What is the Recovery After a Cervical Fusion Surgery?

Cervical fusion usually requires the individual to remain in the hospital for a short period of time following the surgery. Patients who undergo cervical fusion surgery may need to wear a neck brace during their recovery, and their activity is typically limited as they recover from this major surgery. The recovery for patients who undergo this surgery may be lengthy.  Most individuals will also need to undergo some form of physical therapy or occupational therapy.

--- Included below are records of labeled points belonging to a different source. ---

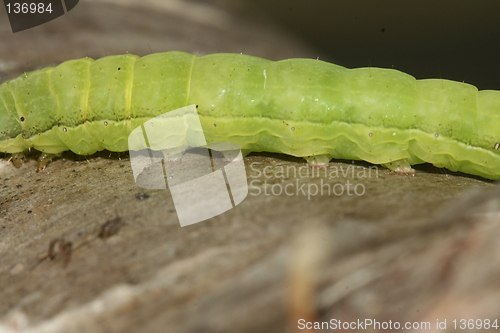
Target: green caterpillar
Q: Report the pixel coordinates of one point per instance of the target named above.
(300, 107)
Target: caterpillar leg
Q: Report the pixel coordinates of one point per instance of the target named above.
(17, 159)
(45, 160)
(400, 166)
(318, 160)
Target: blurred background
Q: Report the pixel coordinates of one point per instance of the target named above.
(452, 39)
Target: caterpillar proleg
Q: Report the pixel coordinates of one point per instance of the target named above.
(301, 107)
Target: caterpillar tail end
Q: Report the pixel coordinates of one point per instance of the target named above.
(400, 167)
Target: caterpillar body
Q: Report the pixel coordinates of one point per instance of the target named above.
(301, 107)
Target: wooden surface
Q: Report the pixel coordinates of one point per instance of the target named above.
(411, 248)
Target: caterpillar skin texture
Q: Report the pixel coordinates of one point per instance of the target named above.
(300, 107)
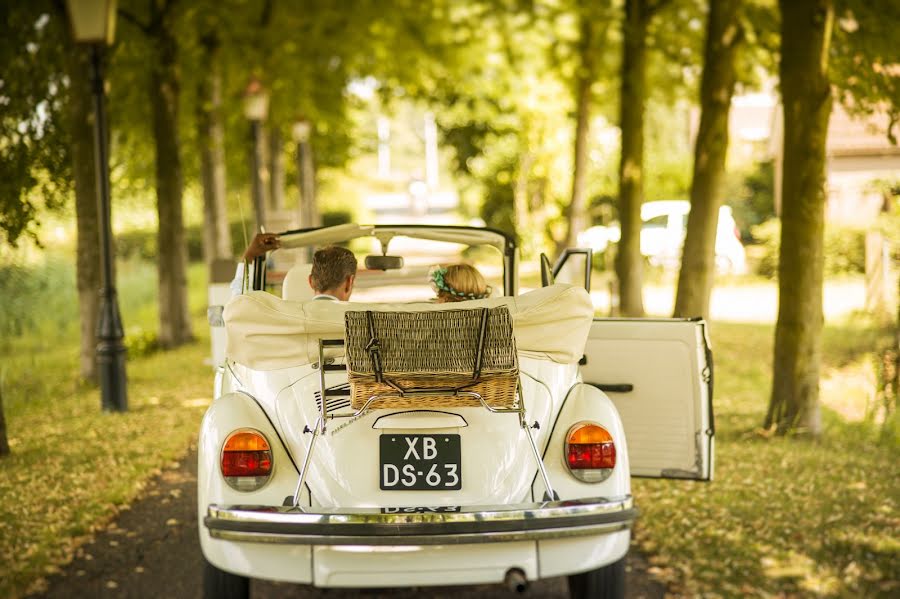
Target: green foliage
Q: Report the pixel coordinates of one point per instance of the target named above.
(38, 300)
(864, 55)
(141, 244)
(72, 467)
(34, 159)
(783, 517)
(751, 195)
(844, 247)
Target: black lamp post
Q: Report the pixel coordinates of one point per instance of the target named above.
(93, 22)
(301, 132)
(256, 107)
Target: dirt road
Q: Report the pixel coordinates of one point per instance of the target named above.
(152, 551)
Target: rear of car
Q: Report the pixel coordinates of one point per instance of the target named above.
(301, 480)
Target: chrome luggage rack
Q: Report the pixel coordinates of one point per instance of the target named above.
(324, 393)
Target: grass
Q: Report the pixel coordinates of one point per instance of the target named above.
(784, 517)
(72, 467)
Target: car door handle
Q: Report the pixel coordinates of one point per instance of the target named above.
(614, 387)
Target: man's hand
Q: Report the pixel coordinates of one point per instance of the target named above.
(262, 243)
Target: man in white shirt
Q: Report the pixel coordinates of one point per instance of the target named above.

What are the Risks Involved in a Cervical Fusion?

While cervical fusion may be necessary for certain injuries following a car accident, there are certain risks involved in the surgery. Known risks for this procedure include the following:

  • Infection
  • Hemorrhage or excessive bleeding
  • Pain
  • Failure of the fusion
  • Damage or breaking of the metal implant (if applicable)
  • Nerve injuries
  • Spinal cord injuries
  • Rejection of a graft if used
  • Reactions to general anesthesia used for the procedure
  • Blood clots that could lead to strokes, pulmonary embolisms, or deep vein thrombosis, and
  • Other injuries due to the invasive and devastating nature of a cervical fusion after a car accident in New York.